Como explican los autores del trabajo, cuando hablamos de fuentes medicinales nos referimos, en la mayoría de los casos, a aguas subterráneas que circulan bajo un suelo estepario y surgen al exterior por la acción erosiva de los ríos que rodean Zaragoza.
Las fuentes eran un lugar privilegiado en la geografía urbana, muchas veces por situarse en zonas cercanas al río y al cobijo de los árboles, que las convertían en áreas apropiadas para el esparcimiento, pero también porque junto a las propiedades medicinales de las aguas, el acervo popular confería a esos lugares una dimensión mágica que ayudaba a sanar de sus dolencias a los enfermos.
El trabajo de Francisco Iturbe y Ángel Ruiz se centra en siete fuentes urbanas: Agua Fita Santa Fe; Fuente de la Junquera; De la Teja y Valcaliente; de la Salud; Salada de Mediana Del Berro y Pozo de San Miguel.

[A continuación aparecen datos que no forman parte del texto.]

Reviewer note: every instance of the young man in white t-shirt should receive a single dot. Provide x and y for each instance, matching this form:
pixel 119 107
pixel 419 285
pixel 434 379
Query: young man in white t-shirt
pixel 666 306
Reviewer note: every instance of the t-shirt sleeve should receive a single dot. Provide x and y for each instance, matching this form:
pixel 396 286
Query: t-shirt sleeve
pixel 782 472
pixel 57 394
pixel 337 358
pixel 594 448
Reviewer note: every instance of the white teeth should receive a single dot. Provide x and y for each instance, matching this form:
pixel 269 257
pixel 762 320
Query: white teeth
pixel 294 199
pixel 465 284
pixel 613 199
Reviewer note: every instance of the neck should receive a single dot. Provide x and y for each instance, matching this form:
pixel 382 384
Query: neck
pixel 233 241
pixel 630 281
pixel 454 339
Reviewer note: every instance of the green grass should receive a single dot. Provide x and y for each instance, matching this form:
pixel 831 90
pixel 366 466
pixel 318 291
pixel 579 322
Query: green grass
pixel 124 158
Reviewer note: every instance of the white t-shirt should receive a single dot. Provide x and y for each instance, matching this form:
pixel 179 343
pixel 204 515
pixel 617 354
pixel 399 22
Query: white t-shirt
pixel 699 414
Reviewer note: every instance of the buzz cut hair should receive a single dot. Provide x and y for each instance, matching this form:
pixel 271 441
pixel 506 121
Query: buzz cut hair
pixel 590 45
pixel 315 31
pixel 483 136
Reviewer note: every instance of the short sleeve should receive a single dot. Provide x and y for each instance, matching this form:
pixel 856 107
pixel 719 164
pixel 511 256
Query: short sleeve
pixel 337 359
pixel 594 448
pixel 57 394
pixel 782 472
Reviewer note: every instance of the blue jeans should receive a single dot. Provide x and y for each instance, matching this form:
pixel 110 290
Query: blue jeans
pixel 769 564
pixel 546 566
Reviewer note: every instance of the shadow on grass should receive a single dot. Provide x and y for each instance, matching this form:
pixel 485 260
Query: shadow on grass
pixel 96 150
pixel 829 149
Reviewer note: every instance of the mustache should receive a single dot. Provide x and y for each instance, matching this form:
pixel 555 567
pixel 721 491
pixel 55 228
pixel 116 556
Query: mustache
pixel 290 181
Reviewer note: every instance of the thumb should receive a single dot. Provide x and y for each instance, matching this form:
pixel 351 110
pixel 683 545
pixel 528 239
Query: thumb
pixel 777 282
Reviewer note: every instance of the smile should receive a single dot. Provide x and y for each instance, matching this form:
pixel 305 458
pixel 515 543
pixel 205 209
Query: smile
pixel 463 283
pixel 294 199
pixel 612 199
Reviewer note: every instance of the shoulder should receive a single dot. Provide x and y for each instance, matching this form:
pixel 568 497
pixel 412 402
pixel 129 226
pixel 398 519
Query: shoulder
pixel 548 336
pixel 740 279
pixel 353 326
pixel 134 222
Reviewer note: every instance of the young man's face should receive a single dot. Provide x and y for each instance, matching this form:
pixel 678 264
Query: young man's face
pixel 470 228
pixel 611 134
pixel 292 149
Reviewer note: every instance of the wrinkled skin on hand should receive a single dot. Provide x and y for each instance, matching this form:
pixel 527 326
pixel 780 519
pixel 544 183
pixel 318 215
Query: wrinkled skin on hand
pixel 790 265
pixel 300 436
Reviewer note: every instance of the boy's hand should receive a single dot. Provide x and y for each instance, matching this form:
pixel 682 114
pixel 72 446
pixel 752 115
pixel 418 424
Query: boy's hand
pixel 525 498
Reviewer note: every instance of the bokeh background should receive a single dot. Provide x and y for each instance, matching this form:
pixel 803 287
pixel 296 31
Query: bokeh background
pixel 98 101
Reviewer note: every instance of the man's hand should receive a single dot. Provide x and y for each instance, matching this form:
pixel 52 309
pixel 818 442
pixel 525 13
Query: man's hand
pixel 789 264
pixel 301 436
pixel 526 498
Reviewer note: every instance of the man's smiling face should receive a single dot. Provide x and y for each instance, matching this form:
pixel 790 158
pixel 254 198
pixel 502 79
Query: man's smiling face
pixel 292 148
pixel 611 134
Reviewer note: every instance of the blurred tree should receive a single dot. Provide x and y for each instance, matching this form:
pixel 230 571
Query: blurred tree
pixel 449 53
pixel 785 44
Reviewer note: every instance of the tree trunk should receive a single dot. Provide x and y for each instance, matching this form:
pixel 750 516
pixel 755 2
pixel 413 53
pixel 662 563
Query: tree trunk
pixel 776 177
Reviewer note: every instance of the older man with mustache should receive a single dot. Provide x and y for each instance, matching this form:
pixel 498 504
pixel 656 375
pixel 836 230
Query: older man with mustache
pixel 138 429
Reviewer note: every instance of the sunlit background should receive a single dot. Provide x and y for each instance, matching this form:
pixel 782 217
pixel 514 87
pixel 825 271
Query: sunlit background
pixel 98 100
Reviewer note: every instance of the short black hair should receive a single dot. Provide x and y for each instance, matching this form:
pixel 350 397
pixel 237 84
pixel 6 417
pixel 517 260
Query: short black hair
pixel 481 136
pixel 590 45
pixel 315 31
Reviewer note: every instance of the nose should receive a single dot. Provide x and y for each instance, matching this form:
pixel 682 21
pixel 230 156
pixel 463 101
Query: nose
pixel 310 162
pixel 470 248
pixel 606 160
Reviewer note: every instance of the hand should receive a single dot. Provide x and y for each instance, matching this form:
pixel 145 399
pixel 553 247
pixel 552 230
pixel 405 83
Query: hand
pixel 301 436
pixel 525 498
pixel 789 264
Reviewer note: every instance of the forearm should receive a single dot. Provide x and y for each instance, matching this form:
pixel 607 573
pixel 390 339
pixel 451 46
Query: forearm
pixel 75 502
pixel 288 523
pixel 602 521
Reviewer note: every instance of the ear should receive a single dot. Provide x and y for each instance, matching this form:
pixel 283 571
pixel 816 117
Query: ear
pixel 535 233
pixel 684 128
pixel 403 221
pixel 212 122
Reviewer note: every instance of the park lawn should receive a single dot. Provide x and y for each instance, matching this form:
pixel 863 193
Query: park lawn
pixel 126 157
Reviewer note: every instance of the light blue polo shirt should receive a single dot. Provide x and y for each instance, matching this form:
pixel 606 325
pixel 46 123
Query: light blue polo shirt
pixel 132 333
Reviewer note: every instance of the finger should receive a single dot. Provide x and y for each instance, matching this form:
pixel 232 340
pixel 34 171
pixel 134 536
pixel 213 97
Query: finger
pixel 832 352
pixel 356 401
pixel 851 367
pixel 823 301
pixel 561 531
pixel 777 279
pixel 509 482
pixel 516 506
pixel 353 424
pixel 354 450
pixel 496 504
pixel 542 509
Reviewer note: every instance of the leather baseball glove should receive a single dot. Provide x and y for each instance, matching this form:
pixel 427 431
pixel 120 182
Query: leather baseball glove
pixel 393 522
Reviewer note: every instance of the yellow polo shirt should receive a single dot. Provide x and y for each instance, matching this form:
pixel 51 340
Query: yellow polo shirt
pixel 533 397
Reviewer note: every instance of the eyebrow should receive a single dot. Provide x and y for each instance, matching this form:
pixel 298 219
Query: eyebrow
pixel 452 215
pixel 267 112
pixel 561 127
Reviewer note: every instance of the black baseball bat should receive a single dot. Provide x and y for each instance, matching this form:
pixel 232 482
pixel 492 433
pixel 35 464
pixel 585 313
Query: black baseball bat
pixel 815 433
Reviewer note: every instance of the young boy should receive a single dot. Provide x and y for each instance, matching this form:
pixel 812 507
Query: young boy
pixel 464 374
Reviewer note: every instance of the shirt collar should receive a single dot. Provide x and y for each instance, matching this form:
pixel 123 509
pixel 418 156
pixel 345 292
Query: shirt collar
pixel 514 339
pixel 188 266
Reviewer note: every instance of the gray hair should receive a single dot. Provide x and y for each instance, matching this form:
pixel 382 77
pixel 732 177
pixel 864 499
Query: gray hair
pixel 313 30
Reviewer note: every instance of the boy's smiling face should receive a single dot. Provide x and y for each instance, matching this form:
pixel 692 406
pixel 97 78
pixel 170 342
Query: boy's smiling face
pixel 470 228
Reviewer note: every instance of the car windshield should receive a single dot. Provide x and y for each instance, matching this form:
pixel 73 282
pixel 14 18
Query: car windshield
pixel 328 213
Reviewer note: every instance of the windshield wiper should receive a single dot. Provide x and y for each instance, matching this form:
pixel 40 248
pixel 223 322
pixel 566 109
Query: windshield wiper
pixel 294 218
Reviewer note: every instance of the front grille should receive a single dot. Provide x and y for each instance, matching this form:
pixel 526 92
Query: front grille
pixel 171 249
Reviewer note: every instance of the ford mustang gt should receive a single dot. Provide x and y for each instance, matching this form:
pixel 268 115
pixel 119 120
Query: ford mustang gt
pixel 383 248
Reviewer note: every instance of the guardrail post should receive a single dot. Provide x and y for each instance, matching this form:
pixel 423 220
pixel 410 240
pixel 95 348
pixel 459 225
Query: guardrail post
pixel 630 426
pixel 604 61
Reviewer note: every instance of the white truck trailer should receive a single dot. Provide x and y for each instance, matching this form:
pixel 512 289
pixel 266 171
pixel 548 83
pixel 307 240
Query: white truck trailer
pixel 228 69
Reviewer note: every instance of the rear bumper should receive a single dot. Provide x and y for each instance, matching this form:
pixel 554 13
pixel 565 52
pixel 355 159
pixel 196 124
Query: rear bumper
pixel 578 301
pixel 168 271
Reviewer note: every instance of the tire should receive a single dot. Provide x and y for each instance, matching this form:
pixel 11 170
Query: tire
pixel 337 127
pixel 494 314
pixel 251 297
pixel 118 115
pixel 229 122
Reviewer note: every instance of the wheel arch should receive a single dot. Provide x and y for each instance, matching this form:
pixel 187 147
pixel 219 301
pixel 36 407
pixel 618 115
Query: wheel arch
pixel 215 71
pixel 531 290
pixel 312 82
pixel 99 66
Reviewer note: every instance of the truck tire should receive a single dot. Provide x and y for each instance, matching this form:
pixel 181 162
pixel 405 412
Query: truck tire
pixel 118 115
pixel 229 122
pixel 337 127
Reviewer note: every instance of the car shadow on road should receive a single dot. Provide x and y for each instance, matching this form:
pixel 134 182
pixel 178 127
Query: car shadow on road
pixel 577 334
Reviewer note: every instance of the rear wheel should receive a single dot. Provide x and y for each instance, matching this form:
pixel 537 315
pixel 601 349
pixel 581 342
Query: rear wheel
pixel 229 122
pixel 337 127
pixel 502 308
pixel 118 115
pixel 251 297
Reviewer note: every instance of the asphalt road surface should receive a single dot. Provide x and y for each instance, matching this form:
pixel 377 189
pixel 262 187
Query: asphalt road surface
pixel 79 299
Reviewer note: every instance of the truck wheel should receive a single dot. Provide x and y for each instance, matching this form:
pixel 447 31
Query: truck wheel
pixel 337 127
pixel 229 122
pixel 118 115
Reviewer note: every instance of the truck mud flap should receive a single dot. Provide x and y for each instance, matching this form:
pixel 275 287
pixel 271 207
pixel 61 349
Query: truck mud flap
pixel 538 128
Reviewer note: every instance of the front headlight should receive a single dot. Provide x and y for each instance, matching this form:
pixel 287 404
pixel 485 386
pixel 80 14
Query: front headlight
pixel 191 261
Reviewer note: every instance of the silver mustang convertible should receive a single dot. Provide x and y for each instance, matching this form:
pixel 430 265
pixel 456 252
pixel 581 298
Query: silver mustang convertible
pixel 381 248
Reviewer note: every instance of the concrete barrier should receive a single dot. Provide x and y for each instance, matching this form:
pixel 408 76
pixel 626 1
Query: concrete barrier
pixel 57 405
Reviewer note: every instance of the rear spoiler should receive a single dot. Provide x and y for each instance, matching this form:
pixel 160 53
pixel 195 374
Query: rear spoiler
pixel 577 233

Además han estudiado otros manantiales del entorno de la ciudad como, Fuentes del Baño ( Fuentes de Ebro); De la Salud y del Convento (San Mateo de Gállego); Villanueva de Huerva; de la Magdalena (Mediana de Aragón) y Aguas-Balneario (Quinto de Ebro).
La edición, que tiene una tirada de 1.300 ejemplares, se distribuirá de manera gratuita entre bibliotecas, centros de interés y colectivos ambientales.